I liked books better than television anyway. Books let me read minds, but because I was increasing my reading, I was also spending more time alone.
My mom, noticing this, said, “All you ever do is study. You need to go out more. Have some real experiences. Don’t you ever want to go shopping for new clothes?”
I answered by sinking deeper into my beanbag, peering at my novel through my curtain of long bangs, and wondering what it meant to have a “real” experience.
On one night, I wandered down the hall past the blaring television in the living room where my mom and brother were watching it. I entered the den, savoring its silence–-a welcome contrast to the clamor of the television.

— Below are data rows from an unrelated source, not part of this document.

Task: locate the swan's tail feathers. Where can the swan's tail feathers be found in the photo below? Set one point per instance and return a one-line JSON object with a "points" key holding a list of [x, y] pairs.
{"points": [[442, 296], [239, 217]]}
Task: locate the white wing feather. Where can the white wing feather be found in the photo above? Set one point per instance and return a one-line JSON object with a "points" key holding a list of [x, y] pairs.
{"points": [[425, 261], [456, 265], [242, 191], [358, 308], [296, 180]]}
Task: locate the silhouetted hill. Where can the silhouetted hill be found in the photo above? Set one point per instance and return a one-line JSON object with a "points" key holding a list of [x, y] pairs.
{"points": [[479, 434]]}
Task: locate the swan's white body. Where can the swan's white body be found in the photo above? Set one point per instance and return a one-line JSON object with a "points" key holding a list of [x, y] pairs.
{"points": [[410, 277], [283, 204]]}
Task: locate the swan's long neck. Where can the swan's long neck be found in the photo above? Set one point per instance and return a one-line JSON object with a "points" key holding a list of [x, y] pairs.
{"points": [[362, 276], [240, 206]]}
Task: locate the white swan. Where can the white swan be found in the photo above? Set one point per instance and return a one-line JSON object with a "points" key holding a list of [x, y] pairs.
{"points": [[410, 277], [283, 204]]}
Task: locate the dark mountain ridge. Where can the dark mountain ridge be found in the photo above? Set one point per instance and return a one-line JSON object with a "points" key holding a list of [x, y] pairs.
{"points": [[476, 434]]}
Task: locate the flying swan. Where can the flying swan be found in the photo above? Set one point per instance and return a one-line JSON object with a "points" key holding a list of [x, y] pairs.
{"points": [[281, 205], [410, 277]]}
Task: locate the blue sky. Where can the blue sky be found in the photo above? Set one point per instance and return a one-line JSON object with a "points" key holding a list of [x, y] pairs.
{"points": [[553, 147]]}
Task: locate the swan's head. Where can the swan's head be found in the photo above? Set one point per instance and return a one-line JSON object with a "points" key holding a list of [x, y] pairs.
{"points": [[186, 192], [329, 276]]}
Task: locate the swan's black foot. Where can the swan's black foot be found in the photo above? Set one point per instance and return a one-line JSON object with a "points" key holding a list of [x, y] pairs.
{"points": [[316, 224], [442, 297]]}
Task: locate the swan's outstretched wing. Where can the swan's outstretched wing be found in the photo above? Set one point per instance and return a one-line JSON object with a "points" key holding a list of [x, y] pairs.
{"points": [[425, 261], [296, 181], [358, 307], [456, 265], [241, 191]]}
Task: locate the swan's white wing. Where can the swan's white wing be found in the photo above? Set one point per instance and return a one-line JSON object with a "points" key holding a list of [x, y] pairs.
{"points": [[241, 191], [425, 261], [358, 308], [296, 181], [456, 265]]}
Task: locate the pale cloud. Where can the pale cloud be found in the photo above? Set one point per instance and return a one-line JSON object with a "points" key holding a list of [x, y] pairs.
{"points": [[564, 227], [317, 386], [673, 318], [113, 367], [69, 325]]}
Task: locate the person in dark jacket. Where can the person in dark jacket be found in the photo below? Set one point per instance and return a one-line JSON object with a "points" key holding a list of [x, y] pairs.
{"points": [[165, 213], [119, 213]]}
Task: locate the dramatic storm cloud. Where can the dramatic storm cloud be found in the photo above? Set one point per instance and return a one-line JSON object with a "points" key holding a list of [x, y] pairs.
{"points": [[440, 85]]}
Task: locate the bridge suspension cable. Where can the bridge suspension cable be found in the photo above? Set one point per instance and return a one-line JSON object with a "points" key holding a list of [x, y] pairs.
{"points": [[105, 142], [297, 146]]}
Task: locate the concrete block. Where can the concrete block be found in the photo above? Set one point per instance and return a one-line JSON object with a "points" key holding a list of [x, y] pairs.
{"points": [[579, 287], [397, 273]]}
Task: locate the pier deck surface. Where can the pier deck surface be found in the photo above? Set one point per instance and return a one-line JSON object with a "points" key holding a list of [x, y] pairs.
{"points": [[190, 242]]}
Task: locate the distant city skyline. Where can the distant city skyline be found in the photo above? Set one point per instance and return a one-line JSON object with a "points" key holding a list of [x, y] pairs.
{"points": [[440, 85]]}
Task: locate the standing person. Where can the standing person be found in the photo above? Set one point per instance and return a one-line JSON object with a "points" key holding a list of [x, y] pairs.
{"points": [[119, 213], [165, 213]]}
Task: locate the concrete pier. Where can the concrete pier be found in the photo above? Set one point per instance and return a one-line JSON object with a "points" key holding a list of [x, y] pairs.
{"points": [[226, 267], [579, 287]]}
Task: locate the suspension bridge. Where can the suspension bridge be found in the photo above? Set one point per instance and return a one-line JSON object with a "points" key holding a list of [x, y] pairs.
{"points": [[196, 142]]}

Seeking further solace, I was drawn to a framed photographic print that had been hanging on the living room wall for years. It showed a canoe floating on a lake that was rendered orange by a sunset. I thought about what my mom had said, wondering why she thought shopping for clothes was a “real” experience but not reading about alleles in a beanbag or gazing at a photograph.
I conjectured that simply staring at a photograph of a place could be as satisfying as really being there if I fully absorbed the sight—instead of zoning out the way I usually did when I went places.
To test my theory, I meditated on the photograph and even tried to creatively project myself into the scene. I imagined myself floating on the orange lake with the boat rocking beneath me and a breeze stroking my nose.
I tried to summon the contemplative mood lakes sometimes engendered in me. Before long I felt so much like I was there that a feeling of euphoria settled over me.
I felt triumphant. Ever since letting go of dogma, I had felt like I was traveling without physically going anywhere–-a journey I had begun not in a boat or a car, but in my mind.
I had once assumed what my mom did—that to legitimately “experience” anything, I had to leave home and go someplace like a circus, a party, or a beach. But that was untrue. Every moment I took a breath was an experience.
I reviewed my bizarre year in my mind. I had spent it letting go of what I had been told all my life by adults, and my loss had turned out to be priceless.
By ejecting my childhood beliefs, I seemed to have entered an upside-down dimension—one in which looking at a photograph could be an adventure, where not having friends could free me to be myself, and where disbelief in God could be the most spiritual experience I had ever had.
Staring at my boat, I knew I would always remember that quiet, seemingly unimportant moment. Alone, unmoored, uncertain, and insecure, I was the happiest I had ever been.